Parlare di Dottrina sociale e carità significa andare oltre i limiti di una scelta troppo volte legata al prezioso e quanto mai indispensabile ambiente del volontariato. Papa Benedetto XVI invita tutti ad approfondire gli stretti rapporti tra teologia della carità e Dottrina sociale. Se infatti poniamo al centro dell’attenzione dell’agire sociale la giustizia, non si può evitare di scandagliare il naturale rapporto che intercorre tra essa e la carità. Gli ambiti non sono separati, tutt’altro.

In tal senso Papa Benedetto XVI svolge un’acuta, chiara e onesta riflessione circa la manifestazione della carità in ambito sociale. Se da una parte riconosce la veridicità di alcune considerazioni legate al pensiero marxista «(…) I poveri, si dice, non avrebbero bisogno di opere di carità, bensì di giustizia. Le opere di carità — le elemosine — in realtà sarebbero, per i ricchi, un modo di sottrarsi all’instaurazione della giustizia e di acquietare la coscienza, conservando le proprie posizioni e frodando i poveri nei loro diritti. (…) occorrerebbe creare un giusto ordine, nel quale tutti ricevano la loro parte dei beni del mondo e quindi non abbiano più bisogno delle opere di carità» (n. 26), dall’altra non teme di ribadirne alcuni errori.

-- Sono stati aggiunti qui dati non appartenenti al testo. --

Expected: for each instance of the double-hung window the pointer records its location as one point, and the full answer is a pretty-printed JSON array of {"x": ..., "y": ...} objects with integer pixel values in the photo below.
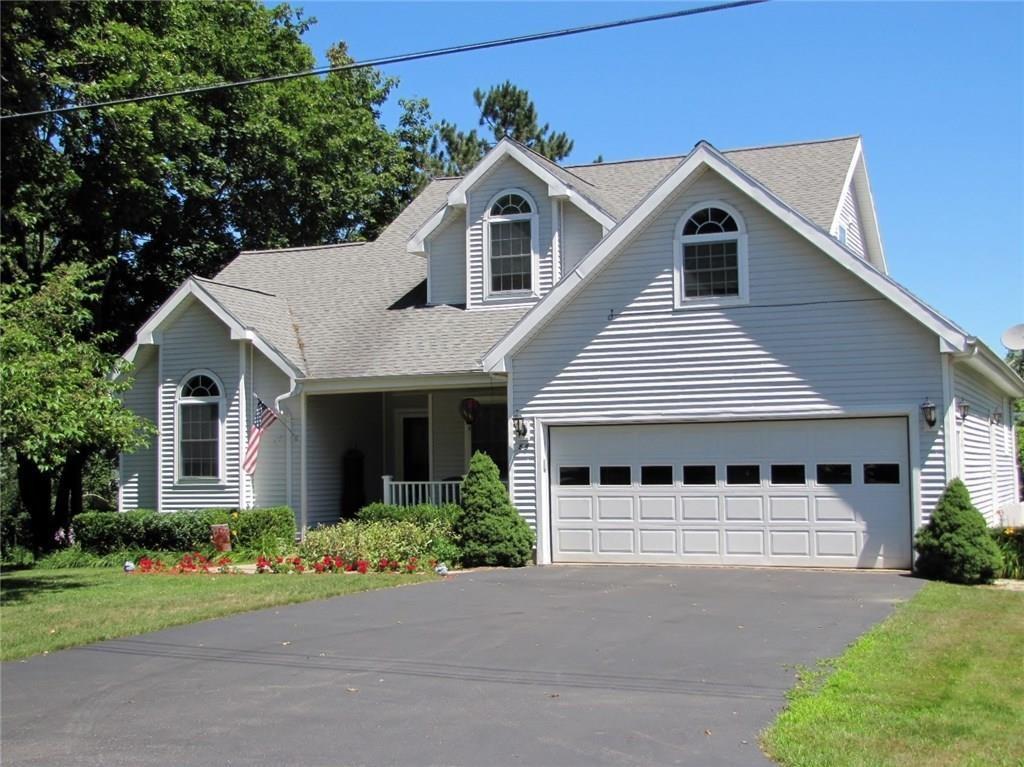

Prima di arrivare a ciò, il Pontefice riconosce la lentezza con la quale la Chiesa stessa ha affrontato il problema della condizione esistenziale dell’uomo all’interno di un nuovo ordine sociale determinato dal rapporto tra capitale e lavoro, proprio della fine dell’800: «Il sorgere dell’industria moderna ha dissolto le vecchie strutture sociali e con la massa dei salariati ha provocato un cambiamento radicale nella composizione della società, all’interno della quale il rapporto tra capitale e lavoro è diventato la questione decisiva — una questione che sotto tale forma era prima sconosciuta. Le strutture di produzione e il capitale erano ormai il nuovo potere che, posto nelle mani di pochi, comportava per le masse lavoratrici una privazione di diritti contro la quale bisognava ribellarsi» (n. 26).

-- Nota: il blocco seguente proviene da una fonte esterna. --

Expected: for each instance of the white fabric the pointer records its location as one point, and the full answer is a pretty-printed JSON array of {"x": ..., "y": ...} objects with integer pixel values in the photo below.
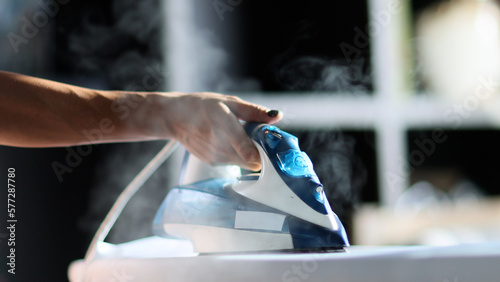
[{"x": 157, "y": 259}]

La questione vera riguarda la soluzione che il marxismo ha proposto all’umanità intera, per uscire dalla problematica sociale creata da un’economia liberista senza regole e freni: la rivoluzione e la collettivizzazione dei mezzi di produzione avrebbe permesso la costruzione di un mondo migliore in cui lo sfruttato e lo sfruttatore non avrebbero più avuto la possibilità di esprimersi.

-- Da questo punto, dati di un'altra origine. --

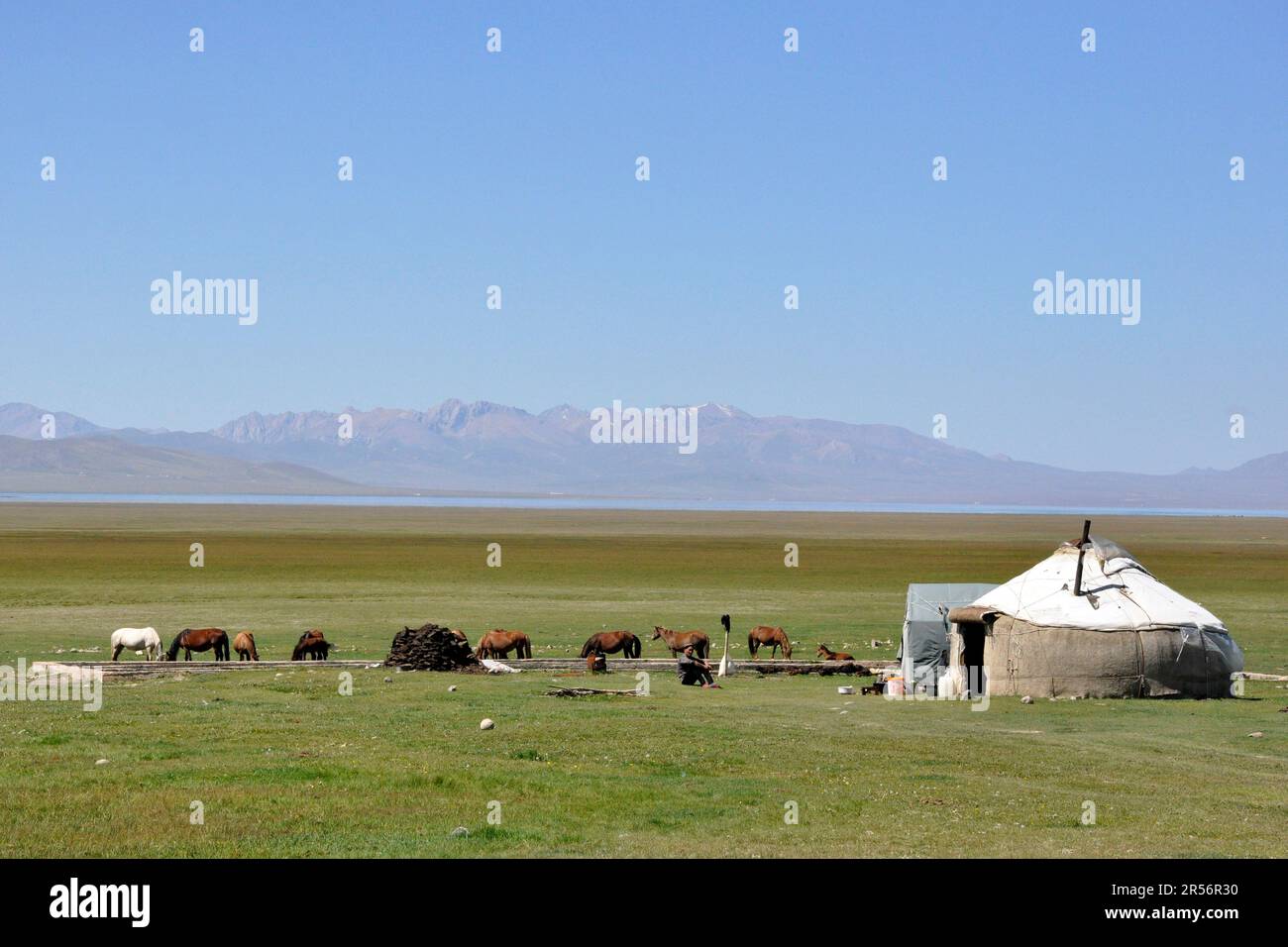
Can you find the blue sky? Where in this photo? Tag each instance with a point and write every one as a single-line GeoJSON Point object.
{"type": "Point", "coordinates": [768, 169]}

La storia ha dimostrato che questa impostazione non è giunta ai risultati sperati. «(…) Questo sogno è svanito» (n. 27). È invece emerso un nuovo orizzonte, una prospettiva che interroga l’intera umanità e che, ovviamente apre scenari ricchi di opportunità di crescita e rispetto per la dignità umana e contemporaneamente occasioni per favorire l’arricchimento dei soliti potenti a discapito dei più deboli: si tratta della globalizzazione. «(…) Nella situazione difficile nella quale oggi ci troviamo anche a causa della globalizzazione dell’economia, la dottrina sociale della Chiesa è diventata un’indicazione fondamentale, che propone orientamenti validi ben al di là dei confini di essa: questi orientamenti — di fronte al progredire dello sviluppo — devono essere affrontati nel dialogo con tutti coloro che si preoccupano seriamente dell’uomo e del suo mondo» (n. 27).

Il Papa con queste parole rilancia e scommette di nuovo sulla Dottrina sociale e approfondisce il tema con indicazioni che cercheremo di comprendere meglio nel seguito di questa rubrica.